Second laugh: As long as I was mopping out that little tray I cleaned off the dash and pockets in the doors
. . . and found 4 really old gas receipts. In Nov, 1999 (12 years ago; the truck was brand new then) regular unleaded gas was $1.289 per gallon. By Feb. 2000 gas had gone up to $1.499. And 6 years ago, in Nov. 2005, it was $2.399 per gallon. Today we paid $3.699 / gallon.

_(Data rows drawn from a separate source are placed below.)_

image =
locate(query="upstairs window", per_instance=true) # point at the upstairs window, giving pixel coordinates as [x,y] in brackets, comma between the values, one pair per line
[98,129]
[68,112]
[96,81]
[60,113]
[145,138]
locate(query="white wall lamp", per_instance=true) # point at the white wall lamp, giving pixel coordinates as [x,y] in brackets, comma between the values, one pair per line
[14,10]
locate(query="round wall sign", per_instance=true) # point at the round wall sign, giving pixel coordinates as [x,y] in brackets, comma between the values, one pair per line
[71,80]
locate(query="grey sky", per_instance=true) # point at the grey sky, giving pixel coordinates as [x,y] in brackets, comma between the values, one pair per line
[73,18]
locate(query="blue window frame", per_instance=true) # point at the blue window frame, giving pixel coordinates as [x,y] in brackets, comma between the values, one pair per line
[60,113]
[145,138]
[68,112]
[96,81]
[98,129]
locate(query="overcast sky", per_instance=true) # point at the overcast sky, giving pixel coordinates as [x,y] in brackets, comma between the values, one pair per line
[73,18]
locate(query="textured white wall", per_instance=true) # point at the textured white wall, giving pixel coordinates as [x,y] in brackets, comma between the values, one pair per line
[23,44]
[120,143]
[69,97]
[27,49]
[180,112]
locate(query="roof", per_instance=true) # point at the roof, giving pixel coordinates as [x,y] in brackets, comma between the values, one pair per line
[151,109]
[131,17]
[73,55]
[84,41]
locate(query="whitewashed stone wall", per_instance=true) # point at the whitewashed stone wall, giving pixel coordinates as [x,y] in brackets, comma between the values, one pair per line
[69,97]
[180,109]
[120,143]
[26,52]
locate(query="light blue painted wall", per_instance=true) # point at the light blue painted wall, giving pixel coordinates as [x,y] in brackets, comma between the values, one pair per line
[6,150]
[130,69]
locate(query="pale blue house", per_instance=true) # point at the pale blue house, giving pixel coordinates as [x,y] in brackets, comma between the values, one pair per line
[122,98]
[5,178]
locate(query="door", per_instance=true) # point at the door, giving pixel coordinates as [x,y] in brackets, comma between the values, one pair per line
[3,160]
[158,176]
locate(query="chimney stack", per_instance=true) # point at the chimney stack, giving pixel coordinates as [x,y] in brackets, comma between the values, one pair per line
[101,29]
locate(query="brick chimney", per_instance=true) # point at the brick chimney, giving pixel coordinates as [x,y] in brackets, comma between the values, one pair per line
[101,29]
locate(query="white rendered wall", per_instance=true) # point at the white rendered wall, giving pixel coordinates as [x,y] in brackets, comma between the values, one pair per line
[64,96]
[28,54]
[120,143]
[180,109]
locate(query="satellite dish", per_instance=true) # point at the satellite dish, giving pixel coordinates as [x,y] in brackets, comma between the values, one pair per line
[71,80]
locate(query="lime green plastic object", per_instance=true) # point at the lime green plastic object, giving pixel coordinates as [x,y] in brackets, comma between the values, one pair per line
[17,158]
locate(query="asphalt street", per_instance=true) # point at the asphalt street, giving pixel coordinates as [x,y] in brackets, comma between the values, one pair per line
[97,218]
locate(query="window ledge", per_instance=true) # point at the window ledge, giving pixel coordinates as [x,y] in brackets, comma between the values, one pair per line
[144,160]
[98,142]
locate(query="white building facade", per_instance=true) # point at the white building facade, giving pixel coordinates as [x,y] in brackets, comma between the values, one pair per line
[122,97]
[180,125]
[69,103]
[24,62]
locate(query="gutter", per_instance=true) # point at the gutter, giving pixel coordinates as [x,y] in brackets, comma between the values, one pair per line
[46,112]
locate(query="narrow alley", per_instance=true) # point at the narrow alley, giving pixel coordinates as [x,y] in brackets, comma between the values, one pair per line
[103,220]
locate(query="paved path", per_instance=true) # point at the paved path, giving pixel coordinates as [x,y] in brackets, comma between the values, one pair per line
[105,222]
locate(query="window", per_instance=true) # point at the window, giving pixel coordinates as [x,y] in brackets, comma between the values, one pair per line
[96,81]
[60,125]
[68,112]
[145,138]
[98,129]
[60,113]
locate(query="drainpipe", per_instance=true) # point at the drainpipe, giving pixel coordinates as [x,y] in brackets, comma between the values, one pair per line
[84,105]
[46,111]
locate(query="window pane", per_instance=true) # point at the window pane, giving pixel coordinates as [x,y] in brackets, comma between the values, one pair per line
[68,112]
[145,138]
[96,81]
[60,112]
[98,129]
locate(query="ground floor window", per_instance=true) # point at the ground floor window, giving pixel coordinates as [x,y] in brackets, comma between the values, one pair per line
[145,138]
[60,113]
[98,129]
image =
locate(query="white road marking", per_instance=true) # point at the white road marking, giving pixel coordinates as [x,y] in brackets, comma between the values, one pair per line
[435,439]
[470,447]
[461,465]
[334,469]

** "Stink in the glove compartment" reminded me of an episode with the Studebaker truck Pa drove when we were kids. One spring day, while out on Town of Birch business (Pa was on the Town Board), Pa picked up a baby skunk from alongside the road. Needing to finish the Town business first, he stashed the baby in the glove compartment. Skunky was too small to eject musk himself, but he kind of reeked of it anyway. Once home Pa built a cage for the baby and we kids fed it and kept it all summer, until the family dog worried the wire loose on the cage and let Skunky escape. Needless to say, Ma was not pleased about transporting skunks in the glove box.